The species Samolus valerandi L. is native to Belgium (therefore eliminated from the species to be analyzed). This is why I had kept the subspecies "Samolus valerandi subsp. parviflorus (Raf.) Hultén" present in the trade in this case.

If the number of georeferenced occurrences is too low with the filters set, the species is considered to have too few occurrences to achieve climate matching and is classified in the "data deficient" list. In the vast majority of cases, the species which have very few occurrences on GBIF are also very poorly documented in the literature, which does not allow for the risk analysis anyway.

So taking the species here is pointless, and if the occurrences are too low for the subspecies, that may be a valid result.
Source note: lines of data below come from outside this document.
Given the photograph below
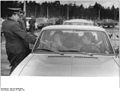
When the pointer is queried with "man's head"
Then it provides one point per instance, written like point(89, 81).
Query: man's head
point(87, 38)
point(13, 13)
point(21, 13)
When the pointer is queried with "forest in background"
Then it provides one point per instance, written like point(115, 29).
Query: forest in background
point(56, 9)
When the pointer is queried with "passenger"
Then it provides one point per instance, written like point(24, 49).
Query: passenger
point(17, 40)
point(57, 41)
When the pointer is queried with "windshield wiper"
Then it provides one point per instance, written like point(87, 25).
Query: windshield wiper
point(55, 51)
point(85, 53)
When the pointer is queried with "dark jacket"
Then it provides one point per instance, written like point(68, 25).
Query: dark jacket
point(17, 40)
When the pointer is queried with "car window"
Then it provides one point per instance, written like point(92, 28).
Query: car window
point(77, 23)
point(79, 40)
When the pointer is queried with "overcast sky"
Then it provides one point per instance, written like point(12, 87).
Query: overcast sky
point(86, 3)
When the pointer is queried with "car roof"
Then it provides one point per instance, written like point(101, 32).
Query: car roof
point(75, 27)
point(79, 20)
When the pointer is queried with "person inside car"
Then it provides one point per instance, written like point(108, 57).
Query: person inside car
point(88, 45)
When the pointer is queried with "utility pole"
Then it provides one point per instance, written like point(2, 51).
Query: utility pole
point(99, 14)
point(24, 7)
point(47, 12)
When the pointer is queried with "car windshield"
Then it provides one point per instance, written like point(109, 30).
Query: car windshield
point(77, 23)
point(70, 41)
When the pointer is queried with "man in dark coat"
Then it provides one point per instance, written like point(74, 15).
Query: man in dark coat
point(22, 20)
point(17, 40)
point(32, 24)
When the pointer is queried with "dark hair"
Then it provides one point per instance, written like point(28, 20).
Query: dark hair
point(10, 13)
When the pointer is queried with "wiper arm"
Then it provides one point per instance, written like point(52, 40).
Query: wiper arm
point(70, 50)
point(55, 51)
point(85, 53)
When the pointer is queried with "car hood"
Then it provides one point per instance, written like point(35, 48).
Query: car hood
point(70, 65)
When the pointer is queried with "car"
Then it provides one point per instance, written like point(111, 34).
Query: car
point(79, 22)
point(71, 50)
point(107, 23)
point(41, 22)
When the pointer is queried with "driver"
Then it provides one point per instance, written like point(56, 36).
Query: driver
point(88, 45)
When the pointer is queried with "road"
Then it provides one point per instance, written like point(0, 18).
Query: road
point(5, 64)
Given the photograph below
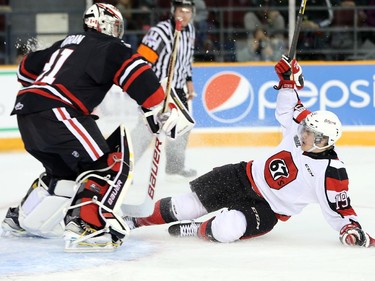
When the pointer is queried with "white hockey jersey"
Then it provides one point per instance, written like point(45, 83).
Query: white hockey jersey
point(290, 179)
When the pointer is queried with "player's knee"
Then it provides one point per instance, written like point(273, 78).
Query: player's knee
point(228, 226)
point(187, 206)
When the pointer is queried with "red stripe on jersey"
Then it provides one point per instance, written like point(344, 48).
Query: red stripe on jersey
point(44, 94)
point(156, 98)
point(302, 115)
point(73, 98)
point(347, 212)
point(26, 73)
point(155, 218)
point(336, 185)
point(78, 130)
point(250, 177)
point(134, 76)
point(202, 230)
point(116, 79)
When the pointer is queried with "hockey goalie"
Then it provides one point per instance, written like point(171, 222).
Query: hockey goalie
point(86, 175)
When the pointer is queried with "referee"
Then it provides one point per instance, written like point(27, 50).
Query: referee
point(156, 47)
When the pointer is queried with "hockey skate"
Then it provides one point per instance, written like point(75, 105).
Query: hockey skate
point(181, 175)
point(131, 222)
point(184, 229)
point(11, 225)
point(79, 236)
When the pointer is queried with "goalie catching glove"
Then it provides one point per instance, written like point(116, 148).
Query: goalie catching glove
point(158, 120)
point(353, 235)
point(290, 73)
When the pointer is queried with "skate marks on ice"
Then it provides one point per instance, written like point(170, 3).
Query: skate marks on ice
point(31, 255)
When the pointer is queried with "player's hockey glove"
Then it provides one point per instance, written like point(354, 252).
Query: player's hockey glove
point(353, 235)
point(289, 73)
point(158, 120)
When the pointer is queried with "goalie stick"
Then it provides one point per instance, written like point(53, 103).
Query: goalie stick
point(147, 206)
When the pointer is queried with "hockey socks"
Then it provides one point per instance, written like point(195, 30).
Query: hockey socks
point(163, 213)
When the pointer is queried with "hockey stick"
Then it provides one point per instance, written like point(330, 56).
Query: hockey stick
point(147, 206)
point(297, 29)
point(372, 242)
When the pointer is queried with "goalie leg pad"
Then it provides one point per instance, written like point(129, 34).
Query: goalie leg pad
point(42, 214)
point(101, 194)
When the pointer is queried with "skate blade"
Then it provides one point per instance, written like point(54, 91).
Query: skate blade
point(73, 247)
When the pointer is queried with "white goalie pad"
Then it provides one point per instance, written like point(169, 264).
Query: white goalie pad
point(42, 214)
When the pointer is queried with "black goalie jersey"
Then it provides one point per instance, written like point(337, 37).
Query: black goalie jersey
point(78, 71)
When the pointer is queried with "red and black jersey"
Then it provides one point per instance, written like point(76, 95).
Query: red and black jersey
point(289, 179)
point(78, 71)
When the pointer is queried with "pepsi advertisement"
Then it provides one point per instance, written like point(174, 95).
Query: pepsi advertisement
point(243, 95)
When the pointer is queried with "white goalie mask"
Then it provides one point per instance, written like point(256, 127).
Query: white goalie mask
point(324, 125)
point(105, 18)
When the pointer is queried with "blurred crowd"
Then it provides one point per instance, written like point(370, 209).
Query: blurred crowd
point(254, 30)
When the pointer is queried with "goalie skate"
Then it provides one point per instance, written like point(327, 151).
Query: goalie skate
point(184, 229)
point(81, 237)
point(11, 225)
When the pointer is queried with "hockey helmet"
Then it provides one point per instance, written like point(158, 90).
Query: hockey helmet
point(105, 18)
point(182, 3)
point(324, 125)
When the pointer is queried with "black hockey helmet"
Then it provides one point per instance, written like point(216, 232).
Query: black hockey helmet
point(182, 3)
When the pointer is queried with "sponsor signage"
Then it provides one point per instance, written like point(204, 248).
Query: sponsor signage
point(243, 95)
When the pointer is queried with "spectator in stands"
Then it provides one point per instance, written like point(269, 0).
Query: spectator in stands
point(266, 27)
point(344, 39)
point(3, 3)
point(267, 18)
point(125, 7)
point(313, 36)
point(261, 48)
point(201, 24)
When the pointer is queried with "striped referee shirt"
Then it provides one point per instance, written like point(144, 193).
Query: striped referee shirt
point(157, 47)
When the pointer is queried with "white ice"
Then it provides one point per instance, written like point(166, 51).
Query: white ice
point(304, 248)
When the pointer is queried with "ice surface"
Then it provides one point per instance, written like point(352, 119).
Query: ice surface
point(304, 248)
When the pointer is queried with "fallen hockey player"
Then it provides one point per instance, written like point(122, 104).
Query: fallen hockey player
point(253, 196)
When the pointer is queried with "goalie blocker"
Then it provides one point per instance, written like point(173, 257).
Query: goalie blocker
point(175, 120)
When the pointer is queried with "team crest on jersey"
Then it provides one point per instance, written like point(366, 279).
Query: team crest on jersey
point(280, 170)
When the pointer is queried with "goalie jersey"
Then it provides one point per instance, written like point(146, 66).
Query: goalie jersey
point(78, 71)
point(290, 179)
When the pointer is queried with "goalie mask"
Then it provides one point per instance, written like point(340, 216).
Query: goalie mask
point(324, 124)
point(104, 18)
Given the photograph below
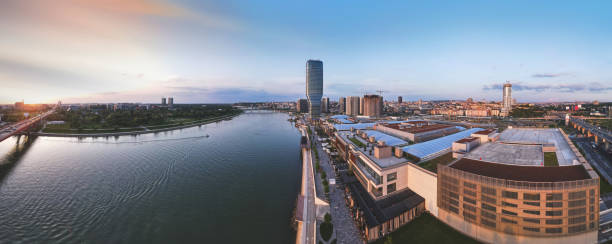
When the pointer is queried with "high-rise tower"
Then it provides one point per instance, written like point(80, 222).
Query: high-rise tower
point(314, 87)
point(507, 99)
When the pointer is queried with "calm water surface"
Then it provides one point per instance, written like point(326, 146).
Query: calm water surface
point(237, 186)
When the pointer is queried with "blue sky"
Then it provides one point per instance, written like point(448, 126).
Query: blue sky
point(229, 51)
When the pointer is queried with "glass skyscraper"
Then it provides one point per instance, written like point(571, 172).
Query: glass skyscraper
point(314, 87)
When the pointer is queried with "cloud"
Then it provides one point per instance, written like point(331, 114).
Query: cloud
point(548, 75)
point(593, 87)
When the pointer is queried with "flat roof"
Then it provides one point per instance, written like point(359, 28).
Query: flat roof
point(378, 212)
point(522, 173)
point(485, 132)
point(565, 155)
point(381, 162)
point(469, 139)
point(509, 153)
point(388, 139)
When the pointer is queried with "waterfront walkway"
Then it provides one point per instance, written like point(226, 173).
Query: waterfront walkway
point(345, 229)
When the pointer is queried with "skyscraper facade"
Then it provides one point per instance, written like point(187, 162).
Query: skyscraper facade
point(314, 87)
point(325, 105)
point(372, 105)
point(507, 99)
point(352, 106)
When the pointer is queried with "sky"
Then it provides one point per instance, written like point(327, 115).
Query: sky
point(82, 51)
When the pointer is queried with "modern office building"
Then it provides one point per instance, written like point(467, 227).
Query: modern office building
point(314, 87)
point(372, 105)
point(325, 105)
point(301, 106)
point(507, 99)
point(352, 106)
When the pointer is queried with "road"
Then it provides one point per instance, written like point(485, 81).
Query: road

SanderDevisscher commented 3 years ago

I've reworked the function so that species without sufficient spatial data are omited from the results.

Andumort commented 3 years ago

Ok great,

When do you think you can send me the results ?

Thank you

SanderDevisscher commented 3 years ago

I hope to have them by this afternoon

Andumort commented 3 years ago

Hi @SanderDevisscher,

Thank you very much ! It looks good for me compared to the last results.

So, if I understood, the new script doesn't eliminate the occurrences < 1950 ?

Could you precise me what are the others change you did, and what are the finals filters/script used, please ? To be sure that I don't say something wrong in my paper. Is it :

Thanks for your work !

SanderDevisscher commented 3 years ago

So, if I understood, the new script doesn't eliminate the occurrences < 1950 ?

Correct, we now filter occurrences < 1901

Could you precise me what are the others change you did, and what are the finals filters/script used, please ? To be sure that I don't say something wrong in my paper. Is it :

occurrenceStatus = "Present"

Yes

basisOfRecord = "Human observation" + "Preserved specimen" + "Unknown" ==> Why those specific record only ?

Yes, To eliminate records with dubious origin and/or location

remove duplicates when a species is spotted on the same day on the same spot

Yes

Combine occurrences of synonyme species with the accepted species

Yes => Thresholds are: number of total records at least 90 percentage of records in Belgian climate zones (future or present) at least 20%

Additionally records that have incorrect locations which cause them to be placed outside of a climate zone are omitted. Similarly records on the fringes of the climate zones can be omitted due to inaccuracies in the climate zone fineness (km squares) which cause them to fall outside the climate zone.

Some further considerations: No limits or consideration was placed on the coordinate uncertainty which allows records to be placed in the wrong climate zone.